2. Feeling sick is incredibly isolating. It doesn’t matter if you’re sickness is a physical or psychological issue; it makes you feel very alone. While people want to be helpful and they try to be patient, they can only understand what you’re going through a little bit. And this creates a feeling of isolation. Similarly, if you look fine on the outside, people really can’t understand what you’re struggling with, and they don’t always know how to interact with you.
This reminds me that we absolutely never know what other people are going through—and that comparing ourselves to others and assuming that others have things easier is fruitless. And misguided.
3. I’ve learned to reach far and wide for the help I need and not to settle for good enough. I’ve been to just about every specialist imaginable and some of them have made me feel like my issues are all in the head and I’m crazy. But I know when I’m seeing double and when I can’t get out of bed because the room is spinning. And I know there must be a way to help me. So I’ve continued looking for answers, sometimes traditional ones and sometimes less traditional ones.

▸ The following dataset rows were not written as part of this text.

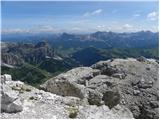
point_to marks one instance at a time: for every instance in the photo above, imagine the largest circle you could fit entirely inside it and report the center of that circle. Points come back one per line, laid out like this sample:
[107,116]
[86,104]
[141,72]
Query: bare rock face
[9,99]
[118,88]
[129,82]
[137,85]
[103,112]
[40,104]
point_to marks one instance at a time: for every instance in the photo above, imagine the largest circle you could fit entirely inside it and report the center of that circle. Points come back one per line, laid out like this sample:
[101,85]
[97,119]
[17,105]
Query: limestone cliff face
[117,88]
[129,82]
[22,101]
[17,54]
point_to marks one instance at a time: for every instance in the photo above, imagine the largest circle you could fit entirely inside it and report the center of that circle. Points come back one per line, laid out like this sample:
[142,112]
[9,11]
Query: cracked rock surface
[117,88]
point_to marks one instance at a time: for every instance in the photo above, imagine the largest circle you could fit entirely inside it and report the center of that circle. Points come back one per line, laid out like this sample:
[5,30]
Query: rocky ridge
[22,101]
[117,88]
[129,82]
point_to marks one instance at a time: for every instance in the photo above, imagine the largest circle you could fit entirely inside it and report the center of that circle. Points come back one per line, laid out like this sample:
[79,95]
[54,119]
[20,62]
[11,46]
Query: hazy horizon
[79,17]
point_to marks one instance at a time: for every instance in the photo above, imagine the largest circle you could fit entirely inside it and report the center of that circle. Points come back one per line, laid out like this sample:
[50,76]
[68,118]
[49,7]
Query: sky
[79,17]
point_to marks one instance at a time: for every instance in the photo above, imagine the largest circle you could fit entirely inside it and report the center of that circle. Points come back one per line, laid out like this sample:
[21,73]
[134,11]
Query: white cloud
[96,12]
[152,15]
[127,26]
[136,15]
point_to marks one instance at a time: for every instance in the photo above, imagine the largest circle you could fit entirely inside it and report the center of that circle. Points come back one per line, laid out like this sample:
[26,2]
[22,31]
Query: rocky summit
[116,88]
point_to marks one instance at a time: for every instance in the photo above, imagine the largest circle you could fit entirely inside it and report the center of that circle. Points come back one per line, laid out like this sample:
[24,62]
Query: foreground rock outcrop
[132,83]
[22,101]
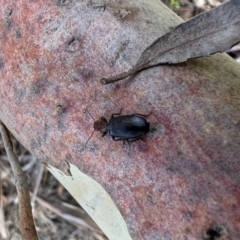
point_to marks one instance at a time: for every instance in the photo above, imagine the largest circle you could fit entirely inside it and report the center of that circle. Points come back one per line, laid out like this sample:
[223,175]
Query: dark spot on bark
[38,87]
[64,2]
[83,73]
[9,24]
[35,144]
[9,21]
[60,109]
[150,198]
[98,4]
[10,12]
[124,13]
[187,216]
[65,166]
[72,44]
[46,131]
[1,63]
[20,93]
[215,233]
[18,33]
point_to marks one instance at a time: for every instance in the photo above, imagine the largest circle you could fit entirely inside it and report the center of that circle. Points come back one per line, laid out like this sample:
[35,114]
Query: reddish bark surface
[184,180]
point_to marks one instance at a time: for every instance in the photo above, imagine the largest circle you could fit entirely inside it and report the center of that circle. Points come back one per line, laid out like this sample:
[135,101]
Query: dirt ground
[57,215]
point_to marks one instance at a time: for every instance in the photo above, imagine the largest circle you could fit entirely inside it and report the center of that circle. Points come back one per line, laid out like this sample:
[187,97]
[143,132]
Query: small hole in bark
[215,233]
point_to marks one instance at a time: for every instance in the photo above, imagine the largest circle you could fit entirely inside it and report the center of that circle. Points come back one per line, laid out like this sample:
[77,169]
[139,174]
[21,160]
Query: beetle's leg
[117,114]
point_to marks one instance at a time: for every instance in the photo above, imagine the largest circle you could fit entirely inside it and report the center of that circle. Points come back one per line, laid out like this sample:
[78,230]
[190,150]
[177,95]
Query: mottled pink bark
[185,178]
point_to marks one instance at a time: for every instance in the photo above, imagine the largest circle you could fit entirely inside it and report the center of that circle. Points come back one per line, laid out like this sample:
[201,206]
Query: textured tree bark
[184,180]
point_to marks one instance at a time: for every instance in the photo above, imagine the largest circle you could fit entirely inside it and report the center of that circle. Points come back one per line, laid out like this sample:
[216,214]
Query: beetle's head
[101,125]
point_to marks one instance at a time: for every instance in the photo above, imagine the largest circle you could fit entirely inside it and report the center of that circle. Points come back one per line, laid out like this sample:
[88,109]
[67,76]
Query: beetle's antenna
[89,138]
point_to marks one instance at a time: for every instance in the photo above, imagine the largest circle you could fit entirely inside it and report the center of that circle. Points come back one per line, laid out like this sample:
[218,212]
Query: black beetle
[127,128]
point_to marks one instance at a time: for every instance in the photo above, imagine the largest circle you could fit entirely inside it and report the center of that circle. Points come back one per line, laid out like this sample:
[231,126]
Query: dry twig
[27,226]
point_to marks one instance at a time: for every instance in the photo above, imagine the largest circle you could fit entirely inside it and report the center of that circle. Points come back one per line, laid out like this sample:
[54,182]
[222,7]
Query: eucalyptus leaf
[214,31]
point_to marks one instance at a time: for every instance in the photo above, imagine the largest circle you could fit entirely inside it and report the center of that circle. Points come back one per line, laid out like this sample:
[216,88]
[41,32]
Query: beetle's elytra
[126,128]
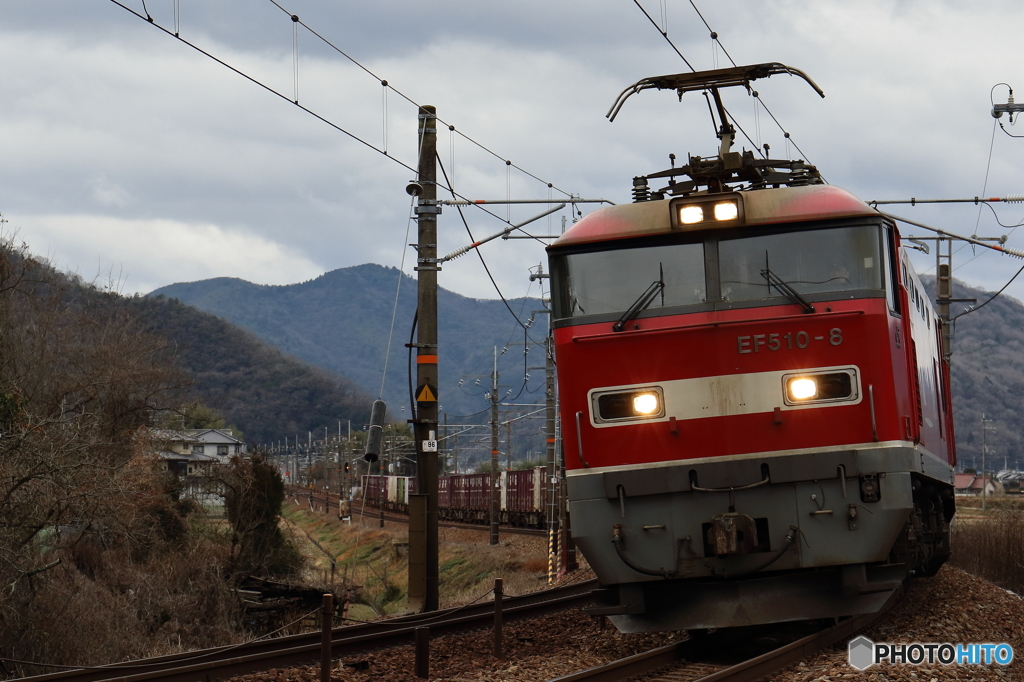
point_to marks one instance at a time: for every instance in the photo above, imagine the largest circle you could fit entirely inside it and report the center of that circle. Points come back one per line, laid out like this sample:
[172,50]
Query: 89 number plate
[758,342]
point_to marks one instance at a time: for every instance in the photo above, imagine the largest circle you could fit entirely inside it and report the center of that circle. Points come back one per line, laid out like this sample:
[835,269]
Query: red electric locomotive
[754,399]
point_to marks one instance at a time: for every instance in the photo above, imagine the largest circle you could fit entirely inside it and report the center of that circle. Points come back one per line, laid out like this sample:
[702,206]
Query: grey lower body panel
[663,572]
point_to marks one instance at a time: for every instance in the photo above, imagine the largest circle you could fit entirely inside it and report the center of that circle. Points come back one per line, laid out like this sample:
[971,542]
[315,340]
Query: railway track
[228,662]
[699,659]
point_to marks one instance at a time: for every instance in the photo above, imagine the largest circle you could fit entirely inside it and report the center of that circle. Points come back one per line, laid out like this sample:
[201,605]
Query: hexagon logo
[861,652]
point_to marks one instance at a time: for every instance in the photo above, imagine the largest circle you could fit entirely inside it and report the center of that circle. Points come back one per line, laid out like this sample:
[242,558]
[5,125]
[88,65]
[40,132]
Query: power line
[336,126]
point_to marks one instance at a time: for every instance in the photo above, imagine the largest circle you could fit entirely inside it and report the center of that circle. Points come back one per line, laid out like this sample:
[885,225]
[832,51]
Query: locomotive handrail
[701,80]
[729,489]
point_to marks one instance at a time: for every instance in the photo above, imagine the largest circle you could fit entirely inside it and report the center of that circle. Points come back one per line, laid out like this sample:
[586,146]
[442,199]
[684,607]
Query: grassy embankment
[990,543]
[375,560]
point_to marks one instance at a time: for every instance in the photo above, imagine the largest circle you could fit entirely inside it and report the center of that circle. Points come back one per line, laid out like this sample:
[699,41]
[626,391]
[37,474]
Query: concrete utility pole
[425,424]
[550,470]
[495,499]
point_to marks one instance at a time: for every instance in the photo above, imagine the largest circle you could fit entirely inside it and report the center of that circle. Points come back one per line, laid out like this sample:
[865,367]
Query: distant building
[194,452]
[972,484]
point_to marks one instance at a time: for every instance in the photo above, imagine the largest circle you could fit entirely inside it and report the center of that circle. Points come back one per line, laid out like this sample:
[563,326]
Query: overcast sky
[127,155]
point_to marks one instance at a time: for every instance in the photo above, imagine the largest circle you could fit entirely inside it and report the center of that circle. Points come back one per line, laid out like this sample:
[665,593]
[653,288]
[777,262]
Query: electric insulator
[641,192]
[376,430]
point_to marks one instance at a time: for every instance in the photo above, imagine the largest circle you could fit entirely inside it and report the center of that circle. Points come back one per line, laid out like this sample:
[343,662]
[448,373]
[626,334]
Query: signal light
[726,211]
[708,212]
[689,215]
[820,387]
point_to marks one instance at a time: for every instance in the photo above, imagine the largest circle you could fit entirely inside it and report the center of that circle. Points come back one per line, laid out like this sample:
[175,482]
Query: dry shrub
[991,548]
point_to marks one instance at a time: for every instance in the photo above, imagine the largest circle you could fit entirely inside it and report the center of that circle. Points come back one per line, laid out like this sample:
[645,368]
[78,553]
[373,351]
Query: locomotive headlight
[802,388]
[821,386]
[646,403]
[726,211]
[628,405]
[689,215]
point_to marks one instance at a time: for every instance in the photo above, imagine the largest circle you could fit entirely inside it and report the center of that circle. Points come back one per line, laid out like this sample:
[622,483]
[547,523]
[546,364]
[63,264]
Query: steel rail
[748,671]
[400,518]
[305,648]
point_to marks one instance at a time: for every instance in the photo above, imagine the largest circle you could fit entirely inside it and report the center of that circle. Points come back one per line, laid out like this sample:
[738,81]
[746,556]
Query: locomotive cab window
[610,282]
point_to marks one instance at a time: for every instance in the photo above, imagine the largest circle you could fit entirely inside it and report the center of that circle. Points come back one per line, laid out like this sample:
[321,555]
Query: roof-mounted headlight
[635,403]
[707,211]
[835,386]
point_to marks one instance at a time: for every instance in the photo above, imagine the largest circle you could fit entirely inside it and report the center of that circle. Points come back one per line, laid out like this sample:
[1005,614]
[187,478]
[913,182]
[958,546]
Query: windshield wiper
[782,286]
[640,304]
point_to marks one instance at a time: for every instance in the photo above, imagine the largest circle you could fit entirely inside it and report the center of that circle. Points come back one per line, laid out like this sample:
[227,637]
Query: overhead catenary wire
[321,118]
[383,152]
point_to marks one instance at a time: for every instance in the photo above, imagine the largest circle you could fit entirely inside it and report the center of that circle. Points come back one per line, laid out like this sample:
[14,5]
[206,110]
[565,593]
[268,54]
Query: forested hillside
[987,377]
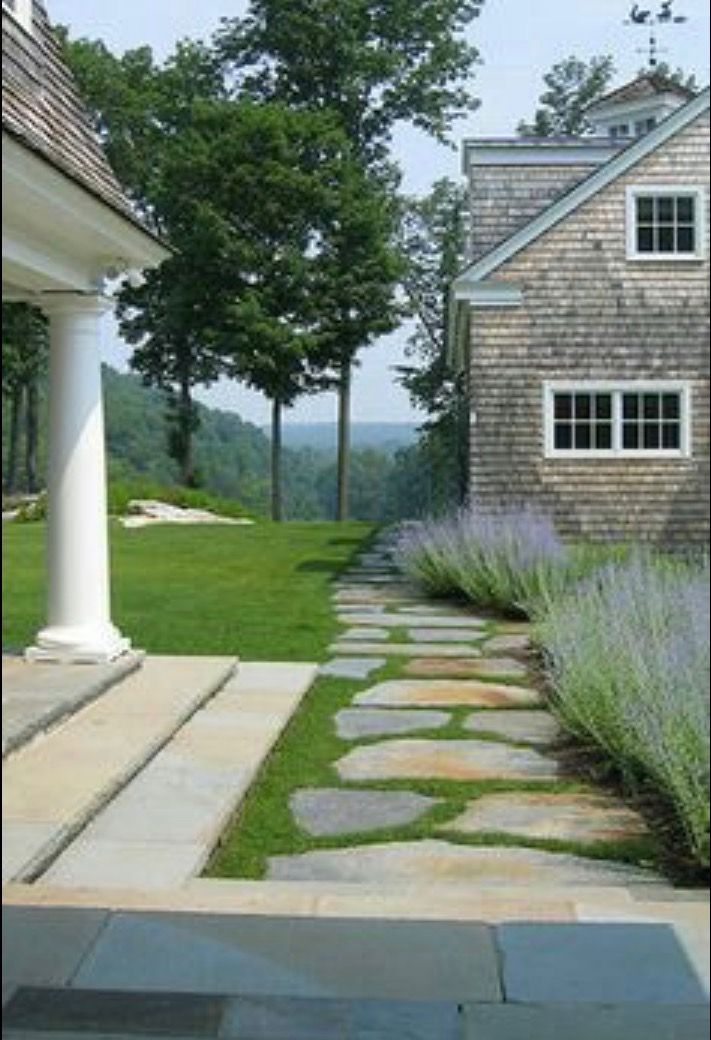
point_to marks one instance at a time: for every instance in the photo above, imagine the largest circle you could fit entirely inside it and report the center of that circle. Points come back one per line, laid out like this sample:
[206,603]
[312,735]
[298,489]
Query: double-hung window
[664,224]
[604,419]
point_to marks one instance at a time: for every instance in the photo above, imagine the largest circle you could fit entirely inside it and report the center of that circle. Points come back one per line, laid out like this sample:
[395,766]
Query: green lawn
[260,592]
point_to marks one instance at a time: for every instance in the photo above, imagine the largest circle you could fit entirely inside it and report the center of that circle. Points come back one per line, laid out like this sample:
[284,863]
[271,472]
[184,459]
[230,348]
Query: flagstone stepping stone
[494,667]
[406,649]
[351,668]
[565,817]
[514,643]
[323,811]
[445,760]
[375,634]
[440,693]
[533,727]
[469,627]
[353,724]
[442,634]
[435,861]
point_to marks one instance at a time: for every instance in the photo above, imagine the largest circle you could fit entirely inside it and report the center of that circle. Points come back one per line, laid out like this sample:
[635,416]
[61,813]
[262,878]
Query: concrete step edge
[125,667]
[40,863]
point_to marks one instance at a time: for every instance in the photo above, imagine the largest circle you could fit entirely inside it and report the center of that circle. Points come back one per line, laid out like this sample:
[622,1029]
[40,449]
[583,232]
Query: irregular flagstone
[517,642]
[494,667]
[567,817]
[443,634]
[375,634]
[352,724]
[351,668]
[445,760]
[433,623]
[441,861]
[439,693]
[532,727]
[406,649]
[337,811]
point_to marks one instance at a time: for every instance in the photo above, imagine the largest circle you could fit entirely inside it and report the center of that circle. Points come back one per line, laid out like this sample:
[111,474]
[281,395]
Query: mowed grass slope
[261,592]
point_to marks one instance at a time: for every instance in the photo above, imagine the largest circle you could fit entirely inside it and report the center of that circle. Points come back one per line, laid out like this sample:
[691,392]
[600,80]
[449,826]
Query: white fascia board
[36,266]
[610,109]
[491,294]
[48,206]
[476,155]
[616,166]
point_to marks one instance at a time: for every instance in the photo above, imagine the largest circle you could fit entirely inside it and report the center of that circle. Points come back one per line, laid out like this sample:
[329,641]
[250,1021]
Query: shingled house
[67,229]
[583,319]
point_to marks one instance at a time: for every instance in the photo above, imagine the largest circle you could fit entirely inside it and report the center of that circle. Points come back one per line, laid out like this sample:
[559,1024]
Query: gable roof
[584,190]
[649,85]
[43,110]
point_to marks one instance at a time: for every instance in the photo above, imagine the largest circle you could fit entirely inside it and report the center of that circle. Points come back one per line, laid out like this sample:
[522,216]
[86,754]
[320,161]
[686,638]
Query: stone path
[447,698]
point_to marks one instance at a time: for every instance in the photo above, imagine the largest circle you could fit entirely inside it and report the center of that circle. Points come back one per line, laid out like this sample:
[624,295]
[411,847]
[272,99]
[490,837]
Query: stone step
[54,786]
[161,828]
[436,861]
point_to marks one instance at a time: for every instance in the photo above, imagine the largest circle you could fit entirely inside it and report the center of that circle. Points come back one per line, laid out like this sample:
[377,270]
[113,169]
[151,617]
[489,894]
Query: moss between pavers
[305,757]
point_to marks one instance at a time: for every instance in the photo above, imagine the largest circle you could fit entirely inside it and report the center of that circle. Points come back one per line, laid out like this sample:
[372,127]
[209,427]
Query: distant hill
[387,437]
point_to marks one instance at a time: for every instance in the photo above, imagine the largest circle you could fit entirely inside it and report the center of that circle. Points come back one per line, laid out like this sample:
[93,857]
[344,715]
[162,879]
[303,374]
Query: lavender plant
[628,658]
[504,560]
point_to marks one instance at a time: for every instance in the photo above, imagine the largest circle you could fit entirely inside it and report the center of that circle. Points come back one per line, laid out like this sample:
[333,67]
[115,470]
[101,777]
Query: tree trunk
[277,500]
[185,419]
[10,483]
[31,436]
[343,441]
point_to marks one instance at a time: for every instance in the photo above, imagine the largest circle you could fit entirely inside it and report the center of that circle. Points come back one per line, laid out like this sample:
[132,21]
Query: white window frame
[665,190]
[22,13]
[616,388]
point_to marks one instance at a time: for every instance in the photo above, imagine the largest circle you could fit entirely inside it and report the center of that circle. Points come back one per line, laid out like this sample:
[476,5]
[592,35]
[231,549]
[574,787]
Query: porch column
[78,611]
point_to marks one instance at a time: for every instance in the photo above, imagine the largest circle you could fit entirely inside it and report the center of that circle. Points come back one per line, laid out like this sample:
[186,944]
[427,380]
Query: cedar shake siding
[588,313]
[504,199]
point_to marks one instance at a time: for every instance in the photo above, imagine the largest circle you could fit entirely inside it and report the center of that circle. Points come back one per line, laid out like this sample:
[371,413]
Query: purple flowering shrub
[507,560]
[628,658]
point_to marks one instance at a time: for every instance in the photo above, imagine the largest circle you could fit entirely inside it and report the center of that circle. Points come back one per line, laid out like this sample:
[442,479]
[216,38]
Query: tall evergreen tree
[375,63]
[432,241]
[25,347]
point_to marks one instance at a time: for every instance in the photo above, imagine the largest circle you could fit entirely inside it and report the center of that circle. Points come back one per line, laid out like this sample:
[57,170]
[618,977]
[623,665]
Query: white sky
[519,41]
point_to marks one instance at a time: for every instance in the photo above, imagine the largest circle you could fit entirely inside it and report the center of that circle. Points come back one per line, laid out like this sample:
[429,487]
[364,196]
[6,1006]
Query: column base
[78,645]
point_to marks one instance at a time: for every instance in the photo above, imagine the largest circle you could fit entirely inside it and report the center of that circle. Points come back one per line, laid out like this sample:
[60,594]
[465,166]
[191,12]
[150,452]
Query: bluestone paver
[417,759]
[433,862]
[351,668]
[293,957]
[443,693]
[354,724]
[621,963]
[511,1021]
[323,811]
[45,946]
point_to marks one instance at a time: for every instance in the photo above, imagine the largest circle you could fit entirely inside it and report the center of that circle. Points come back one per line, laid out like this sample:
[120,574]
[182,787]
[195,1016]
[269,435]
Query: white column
[79,622]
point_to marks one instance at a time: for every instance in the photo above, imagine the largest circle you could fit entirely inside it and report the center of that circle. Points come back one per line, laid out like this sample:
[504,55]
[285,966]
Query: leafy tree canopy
[572,86]
[375,62]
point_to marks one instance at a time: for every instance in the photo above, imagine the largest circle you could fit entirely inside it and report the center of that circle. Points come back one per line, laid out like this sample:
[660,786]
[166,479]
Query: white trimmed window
[630,419]
[21,10]
[664,224]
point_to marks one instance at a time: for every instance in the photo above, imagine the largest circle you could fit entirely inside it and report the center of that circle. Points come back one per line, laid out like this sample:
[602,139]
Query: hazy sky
[519,41]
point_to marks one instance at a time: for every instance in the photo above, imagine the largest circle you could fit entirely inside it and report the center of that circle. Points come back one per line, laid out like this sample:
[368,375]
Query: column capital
[75,303]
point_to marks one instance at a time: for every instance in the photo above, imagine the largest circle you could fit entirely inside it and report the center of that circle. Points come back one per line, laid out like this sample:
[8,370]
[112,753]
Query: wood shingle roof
[42,108]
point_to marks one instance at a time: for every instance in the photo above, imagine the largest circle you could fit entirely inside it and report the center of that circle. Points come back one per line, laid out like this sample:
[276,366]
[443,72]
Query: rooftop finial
[649,20]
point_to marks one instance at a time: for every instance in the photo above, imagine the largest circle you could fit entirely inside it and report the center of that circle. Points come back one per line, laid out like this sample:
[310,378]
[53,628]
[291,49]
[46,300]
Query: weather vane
[649,20]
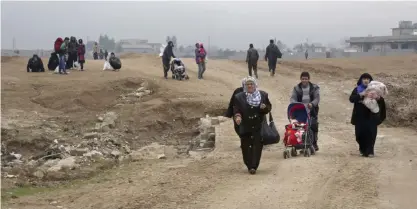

My continued pursuit sends out a message to my heart that I’m not giving up on myself. And hopefully other sufferers aren’t giving up on themselves either. There are answers to be found for many ailments; and where there aren’t answers there are coping mechanisms. We are worth it and worthy enough to pursue these.
4. The most important take away that I think I’ve learned from this challenge is to understand just how heroic so many people are. When you’re sick and you share this about yourself, people come out of the woodwork. They share their suffering, their sister’s suffering, their cousin’s vertigo, etc. I’ve come to see this past year that there are so many people who battle with physical illnesses and handicaps, emotional issues, and psychological ones. On the days when I’m feeling well, this makes me incredibly grateful to be me. It reminds me of how sacred our bodies and minds are and of how much we have to respect them. On the days when I’m not feeling well, it reminds me that I’m not alone. And that counts for a lot as well. I’ve also learned to be a better listener and I’ve gained so much respect for people and what they endure and accomplish.
Someone with a chronic illness can probably write a book listing and explaining the daily battles they experience, the lessons they’ve learned, and those they wish they didn’t have to. In comparison, this is but a small list of the things I’ve learned so far on this journey of sickness and health. Perhaps, and hopefully, this journey is making me a better person to myself and others.